Of 400 Y-90 treatments, 88 patients received a prescribed dose of at least 150 Gy and had pre- or post-treatment SPECT/CT images. 11 and 77 patients had arterially hypoperfused and hyperperfused lesions, respectively. On dedicated liver MRI or CT at 3 months after Y-90, the complete response rates were 5.6% and 16.5% in the hypoperfused and hyperperfused cohort, respectively ( = 0.60). When controlling for various clinical features, including tumor histology, patients with arterially hypoperfused tumors had significantly shorter progression-free survival (HR 1.87, 95% CI - 1.03 - 3.37, = 0.039) and greater elsewhere liver (HR 3.36, 95% CI = 1.23 - 9.20, = 0.019) and distant failure (HR 7.64 (2.71 - 21.54, < 0.001). In inverse probability weighted analysis, patients with arterially hypoperfused tumors had worse overall survival (P = 0.032). In the quantitative analysis, lower levels of lesion perfusion were also associated with worse clinical outcomes, again controlling for tumor histology.

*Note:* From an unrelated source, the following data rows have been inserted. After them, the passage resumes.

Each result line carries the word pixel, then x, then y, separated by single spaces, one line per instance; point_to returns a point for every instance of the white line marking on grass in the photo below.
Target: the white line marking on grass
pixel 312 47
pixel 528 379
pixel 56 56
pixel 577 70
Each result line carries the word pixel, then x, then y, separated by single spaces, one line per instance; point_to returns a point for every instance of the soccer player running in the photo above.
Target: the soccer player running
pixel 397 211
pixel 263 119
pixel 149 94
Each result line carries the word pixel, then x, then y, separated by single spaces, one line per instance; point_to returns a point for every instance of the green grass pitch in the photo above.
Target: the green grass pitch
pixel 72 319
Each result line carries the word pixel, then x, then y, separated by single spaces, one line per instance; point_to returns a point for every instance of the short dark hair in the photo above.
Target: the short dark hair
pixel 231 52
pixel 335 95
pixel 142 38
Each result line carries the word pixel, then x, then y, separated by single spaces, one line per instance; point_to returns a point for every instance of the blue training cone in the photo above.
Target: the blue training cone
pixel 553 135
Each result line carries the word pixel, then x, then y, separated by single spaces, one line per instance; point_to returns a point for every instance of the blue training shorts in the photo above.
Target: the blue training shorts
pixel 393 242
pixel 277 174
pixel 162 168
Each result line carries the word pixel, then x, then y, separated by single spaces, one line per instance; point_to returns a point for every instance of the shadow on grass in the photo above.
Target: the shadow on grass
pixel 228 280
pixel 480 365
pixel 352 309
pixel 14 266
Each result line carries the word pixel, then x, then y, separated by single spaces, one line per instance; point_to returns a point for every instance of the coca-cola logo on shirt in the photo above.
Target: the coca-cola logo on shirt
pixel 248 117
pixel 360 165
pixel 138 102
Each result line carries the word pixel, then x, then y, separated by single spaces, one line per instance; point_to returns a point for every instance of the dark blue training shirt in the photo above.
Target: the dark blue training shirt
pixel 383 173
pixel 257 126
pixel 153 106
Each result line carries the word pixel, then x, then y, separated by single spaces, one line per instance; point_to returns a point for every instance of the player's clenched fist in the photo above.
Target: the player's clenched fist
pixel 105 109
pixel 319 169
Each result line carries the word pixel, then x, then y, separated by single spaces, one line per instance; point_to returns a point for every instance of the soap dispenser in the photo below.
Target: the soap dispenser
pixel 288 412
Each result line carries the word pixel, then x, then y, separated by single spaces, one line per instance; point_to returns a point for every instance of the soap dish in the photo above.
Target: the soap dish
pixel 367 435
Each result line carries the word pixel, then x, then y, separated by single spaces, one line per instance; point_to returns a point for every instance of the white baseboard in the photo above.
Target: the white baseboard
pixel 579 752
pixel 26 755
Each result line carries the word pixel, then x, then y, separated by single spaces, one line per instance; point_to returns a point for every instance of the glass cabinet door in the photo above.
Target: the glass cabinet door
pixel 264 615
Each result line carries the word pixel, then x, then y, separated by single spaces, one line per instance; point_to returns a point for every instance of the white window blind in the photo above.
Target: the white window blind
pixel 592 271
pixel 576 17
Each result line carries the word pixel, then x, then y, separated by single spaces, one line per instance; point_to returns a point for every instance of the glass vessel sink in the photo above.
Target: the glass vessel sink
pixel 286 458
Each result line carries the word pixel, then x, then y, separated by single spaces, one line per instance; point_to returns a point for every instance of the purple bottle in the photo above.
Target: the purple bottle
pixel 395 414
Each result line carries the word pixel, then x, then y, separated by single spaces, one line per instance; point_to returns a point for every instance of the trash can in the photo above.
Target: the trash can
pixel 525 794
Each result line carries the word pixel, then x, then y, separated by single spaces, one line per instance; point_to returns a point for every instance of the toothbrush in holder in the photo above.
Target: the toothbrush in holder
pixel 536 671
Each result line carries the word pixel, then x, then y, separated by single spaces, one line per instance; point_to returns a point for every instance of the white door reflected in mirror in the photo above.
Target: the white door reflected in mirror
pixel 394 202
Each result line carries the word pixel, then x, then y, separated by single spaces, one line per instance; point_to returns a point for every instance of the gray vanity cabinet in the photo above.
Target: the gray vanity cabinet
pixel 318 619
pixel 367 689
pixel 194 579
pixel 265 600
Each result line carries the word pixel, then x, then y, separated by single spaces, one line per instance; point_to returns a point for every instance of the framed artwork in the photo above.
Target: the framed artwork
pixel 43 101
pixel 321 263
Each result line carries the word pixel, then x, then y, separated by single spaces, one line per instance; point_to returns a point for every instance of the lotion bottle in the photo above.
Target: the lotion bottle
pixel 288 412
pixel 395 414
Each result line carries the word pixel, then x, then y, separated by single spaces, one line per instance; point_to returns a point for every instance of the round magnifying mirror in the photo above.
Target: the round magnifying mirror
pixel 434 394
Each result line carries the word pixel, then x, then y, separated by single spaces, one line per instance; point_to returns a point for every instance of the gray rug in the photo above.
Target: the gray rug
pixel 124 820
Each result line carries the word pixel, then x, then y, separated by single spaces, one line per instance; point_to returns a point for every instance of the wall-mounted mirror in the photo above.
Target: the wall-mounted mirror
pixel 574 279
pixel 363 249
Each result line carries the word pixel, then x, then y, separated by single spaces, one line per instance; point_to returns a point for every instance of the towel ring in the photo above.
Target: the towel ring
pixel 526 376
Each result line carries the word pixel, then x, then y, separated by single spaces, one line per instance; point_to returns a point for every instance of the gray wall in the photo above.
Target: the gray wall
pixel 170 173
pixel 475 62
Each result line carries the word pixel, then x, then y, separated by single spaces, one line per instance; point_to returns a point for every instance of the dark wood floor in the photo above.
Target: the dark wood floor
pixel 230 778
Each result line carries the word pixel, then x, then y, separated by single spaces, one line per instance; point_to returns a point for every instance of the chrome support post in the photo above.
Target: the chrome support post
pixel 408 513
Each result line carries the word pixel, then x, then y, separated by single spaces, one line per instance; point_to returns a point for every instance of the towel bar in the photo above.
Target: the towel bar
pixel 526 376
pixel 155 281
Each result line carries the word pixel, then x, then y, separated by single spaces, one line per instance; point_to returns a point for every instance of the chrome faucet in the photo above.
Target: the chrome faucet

Compared to arterially hyperperfused tumors, hypoperfused primary liver tumors treated with Y-90 may have worse clinical outcomes.
钇-90(Y-90)放射性栓塞用于治疗原发性肝癌。这种动脉内治疗在动脉灌注不足肿瘤中的疗效尚不清楚。
我们回顾了接受至少150 Gy Y-90处方剂量治疗的原发性肝癌患者的数据。记录患者的基线特征、治疗史、基于影像学的肿瘤反应评估和临床结局指标。根据钇-90放射性栓塞治疗后(TARE)的Y-90单光子发射计算机断层扫描/计算机断层扫描(SPECT/CT)或TARE前的肝脏灌注SPECT/CT,将肿瘤分为动脉高灌注和低灌注。灌注状态与肿瘤反应评估和临床结局相关。使用Cox比例风险模型比较生存率和无进展生存率。采用逆概率加权法考虑临床因素,并进行调整后的多变量比例风险分析,以研究定量灌注与癌症结局的关系。
在400例Y-90治疗中,88例患者接受了至少150 Gy的处方剂量,并在治疗前或治疗后有SPECT/CT图像。分别有11例和77例患者存在动脉灌注不足和高灌注病变。在Y-90治疗后3个月进行的专用肝脏磁共振成像(MRI)或计算机断层扫描(CT)检查中,灌注不足组和高灌注组的完全缓解率分别为5.6%和16.5%(P = 0.60)。在控制包括肿瘤组织学在内的各种临床特征后,动脉灌注不足肿瘤患者的无进展生存期显著缩短(风险比[HR] 1.87,95%置信区间[CI] - 1.03 - 3.37,P = 0.039),肝外转移(HR 3.36,95% CI = 1.23 - 9.20,P = 0.019)和远处转移(HR 7.64(2.71 - 21.54,P < 0.001)风险更高。在逆概率加权分析中,动脉灌注不足肿瘤患者的总生存期较差(P = 0.032)。在定量分析中,再次控制肿瘤组织学后,病变灌注水平较低也与较差的临床结局相关。
与动脉高灌注肿瘤相比,接受Y-90治疗的灌注不足原发性肝癌可能具有更差的临床结局。